A expansão da Chondria tumulosa é um problema grave, pois a alga forma tapetes densos que podem cobrir corais vivos e disputar espaço no fundo marinho. Essa camada reduz a luz disponível, altera micro-habitats e muda a rotina de alimentação de espécies associadas ao recife. Além disso, a Chondria tumulosa é difícil de remover por processos naturais comuns em ambientes recifais equilibrados, o que torna o monitoramento e o controle da expansão da alga uma prioridade para os pesquisadores. Em um recife saudável, corais, algas, peixes, invertebrados e herbívoros disputam espaço em uma rede delicada, e quando uma espécie cresce rápido demais, ela simplifica essa estrutura e reduz a diversidade de organismos no substrato. A Chondria tumulosa é um exemplo disso, pois seu crescimento em massa cria uma cobertura persistente que pode alterar o equilíbrio do ecossistema marinho.
Os registros de expansão da Chondria tumulosa mostram que o monitoramento é fundamental para entender o impacto da alga no ecossistema marinho. Em junho e julho de 2025, uma câmera GoPro instalada no recife de Kuaihelani registrou cerca de 50 minutos de filmagem com três tartarugas-verdes havaianas alimentando-se dos tapetes de Chondria tumulosa. Essa observação é importante, pois as tartarugas-verdes podem atuar como mega-herbívoros nativos capazes de reduzir a biomassa invasora em áreas específicas. No entanto, o mesmo comportamento que ajuda a remover a alga também pode criar um dilema, pois as tartarugas podem transportar fragmentos viáveis da alga para novas áreas. Isso destaca a importância de entender os mecanismos ecológicos que regem a interação entre as tartarugas-verdes e a Chondria tumulosa, bem como a necessidade de desenvolver estratégias eficazes para controlar a expansão da alga.
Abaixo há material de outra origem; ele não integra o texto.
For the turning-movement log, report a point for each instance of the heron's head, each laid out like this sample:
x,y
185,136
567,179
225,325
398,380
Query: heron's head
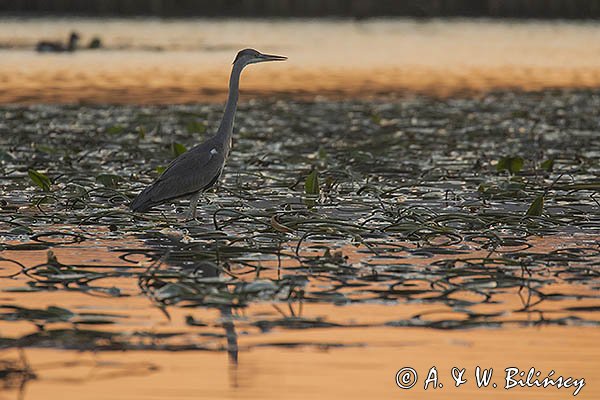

A resposta científica para o problema da Chondria tumulosa não passa apenas por remover a alga, mas também por entender os processos ecológicos que regem o ecossistema marinho. Isso inclui estudar a interação entre as tartarugas-verdes e a alga, bem como a dinâmica da expansão da Chondria tumulosa. Além disso, é fundamental desenvolver estratégias eficazes para controlar a expansão da alga, que possam ser implementadas de forma prática e sustentável. A compreensão dos fatores ambientais que influenciam a expansão da Chondria tumulosa também é crucial para o desenvolvimento de soluções eficazes. Com a colaboração de cientistas, conservacionistas e gestores de recursos naturais, é possível encontrar soluções para controlar a expansão da Chondria tumulosa e proteger a biodiversidade do ecossistema marinho havaiano.